I took a trip back home and certainly learned a lot in the process.
It allowed me to not only escape but upon returning the absence gave me vital knowledge for the expansion of my so called bubble. Upon returning to the UK after 8 years in Australia, I had realised- for the seven months I had no interest in giving my life a chance; my sole focus was on where I would be living in the next four years if the word “Australia” wasn’t included, I wasn’t interested. It really was that simple.
The absence allowed me to reflect on time itself. Did I really want to live four miserable years just so I knew for certain I would live in Australia one day? Now I’m giving myself a chance to actually live for the next four years; knowing that where ever I end up- I never took my life for granted.
Living between two countries for most my life provides you with the knowledge that you can adjust to either one and always have a life there no matter what. Why did it take me seven months to realise that the friends I had made in Australia would be life long?
I recently stumbled across a saying:
“It is not distance that seperates us, but the silence itself”

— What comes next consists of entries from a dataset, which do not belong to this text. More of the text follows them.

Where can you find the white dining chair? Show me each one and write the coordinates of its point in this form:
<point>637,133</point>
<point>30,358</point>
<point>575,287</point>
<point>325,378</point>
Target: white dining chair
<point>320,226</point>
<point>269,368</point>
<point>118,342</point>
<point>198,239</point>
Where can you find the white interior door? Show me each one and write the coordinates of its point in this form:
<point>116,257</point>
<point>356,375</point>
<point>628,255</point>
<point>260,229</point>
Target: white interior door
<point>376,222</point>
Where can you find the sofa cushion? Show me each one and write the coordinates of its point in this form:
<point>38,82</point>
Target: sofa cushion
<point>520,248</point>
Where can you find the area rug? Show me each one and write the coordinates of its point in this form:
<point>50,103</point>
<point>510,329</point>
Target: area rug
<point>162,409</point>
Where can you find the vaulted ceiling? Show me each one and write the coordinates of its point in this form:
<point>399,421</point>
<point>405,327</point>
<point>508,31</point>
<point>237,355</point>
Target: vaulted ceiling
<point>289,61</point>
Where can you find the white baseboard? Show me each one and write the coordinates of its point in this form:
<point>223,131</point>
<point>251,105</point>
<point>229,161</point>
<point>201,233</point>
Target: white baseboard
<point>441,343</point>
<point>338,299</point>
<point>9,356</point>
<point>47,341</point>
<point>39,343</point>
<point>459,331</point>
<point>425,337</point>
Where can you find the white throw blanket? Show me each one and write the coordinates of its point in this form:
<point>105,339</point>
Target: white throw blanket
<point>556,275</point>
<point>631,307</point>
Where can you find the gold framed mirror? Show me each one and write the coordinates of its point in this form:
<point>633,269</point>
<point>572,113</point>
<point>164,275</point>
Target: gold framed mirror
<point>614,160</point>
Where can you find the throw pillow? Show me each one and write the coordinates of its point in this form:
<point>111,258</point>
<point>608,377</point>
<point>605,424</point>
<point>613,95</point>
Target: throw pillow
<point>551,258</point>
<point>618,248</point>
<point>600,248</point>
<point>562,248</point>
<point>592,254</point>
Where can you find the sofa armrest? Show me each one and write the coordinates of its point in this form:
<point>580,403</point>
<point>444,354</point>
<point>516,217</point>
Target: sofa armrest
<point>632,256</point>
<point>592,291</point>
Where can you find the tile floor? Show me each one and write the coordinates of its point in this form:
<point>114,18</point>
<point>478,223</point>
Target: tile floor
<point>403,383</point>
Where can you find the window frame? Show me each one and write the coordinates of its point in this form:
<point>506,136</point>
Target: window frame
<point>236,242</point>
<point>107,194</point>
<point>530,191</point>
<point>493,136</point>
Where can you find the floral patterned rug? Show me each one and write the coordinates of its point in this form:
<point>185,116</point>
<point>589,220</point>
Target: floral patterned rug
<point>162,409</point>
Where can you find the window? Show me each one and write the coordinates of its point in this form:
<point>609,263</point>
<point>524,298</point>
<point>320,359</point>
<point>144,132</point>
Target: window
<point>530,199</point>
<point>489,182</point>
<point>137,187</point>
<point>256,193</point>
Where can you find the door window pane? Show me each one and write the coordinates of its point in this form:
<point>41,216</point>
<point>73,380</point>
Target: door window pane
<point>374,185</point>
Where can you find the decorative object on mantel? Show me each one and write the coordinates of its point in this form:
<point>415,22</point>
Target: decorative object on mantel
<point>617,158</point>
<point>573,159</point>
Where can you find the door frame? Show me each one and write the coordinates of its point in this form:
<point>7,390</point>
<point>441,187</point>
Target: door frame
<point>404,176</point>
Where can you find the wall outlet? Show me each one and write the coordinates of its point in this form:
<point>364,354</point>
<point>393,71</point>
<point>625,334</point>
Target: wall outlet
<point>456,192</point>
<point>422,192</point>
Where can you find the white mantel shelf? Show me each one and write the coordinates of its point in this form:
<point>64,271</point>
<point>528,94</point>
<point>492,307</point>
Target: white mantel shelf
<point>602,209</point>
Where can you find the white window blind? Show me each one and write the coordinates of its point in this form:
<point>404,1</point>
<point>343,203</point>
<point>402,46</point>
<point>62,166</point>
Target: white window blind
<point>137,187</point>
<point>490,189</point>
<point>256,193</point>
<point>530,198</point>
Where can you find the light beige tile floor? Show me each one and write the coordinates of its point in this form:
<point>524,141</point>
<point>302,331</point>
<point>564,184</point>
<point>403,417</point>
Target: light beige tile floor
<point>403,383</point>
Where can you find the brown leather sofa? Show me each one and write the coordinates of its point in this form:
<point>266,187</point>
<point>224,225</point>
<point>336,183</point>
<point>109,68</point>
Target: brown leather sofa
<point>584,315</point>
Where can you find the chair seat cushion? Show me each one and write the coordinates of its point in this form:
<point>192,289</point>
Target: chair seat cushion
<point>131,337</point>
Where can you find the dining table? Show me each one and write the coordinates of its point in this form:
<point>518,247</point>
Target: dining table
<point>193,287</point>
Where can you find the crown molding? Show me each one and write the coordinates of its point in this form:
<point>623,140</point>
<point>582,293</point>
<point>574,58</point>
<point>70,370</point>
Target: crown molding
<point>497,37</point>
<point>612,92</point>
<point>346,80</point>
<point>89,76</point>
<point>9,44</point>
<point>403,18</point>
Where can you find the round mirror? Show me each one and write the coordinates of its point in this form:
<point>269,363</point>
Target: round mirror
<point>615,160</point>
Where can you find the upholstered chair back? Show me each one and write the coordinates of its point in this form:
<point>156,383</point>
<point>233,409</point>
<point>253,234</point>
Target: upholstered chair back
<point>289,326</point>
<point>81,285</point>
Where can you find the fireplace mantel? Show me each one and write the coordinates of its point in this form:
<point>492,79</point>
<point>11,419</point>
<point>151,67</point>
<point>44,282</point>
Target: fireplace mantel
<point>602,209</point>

Which hit me harder than I thought. How many of you have friends that live within a close proximity that you haven’t seen for three, four or five months? Maybe even longer. It is true that the best of friends can pick up right where they left off, but that is not due to how close they live together or the fact that every six months they find themselves in the same room- but its rather due to the fact that now, there is communication. I promise you, if you can beat the silence in any relationship over whatever period of time- it will last.
Now I’m giving myself a chance to actually live for the next four years; knowing that where ever I end up- I never did take my life for granted.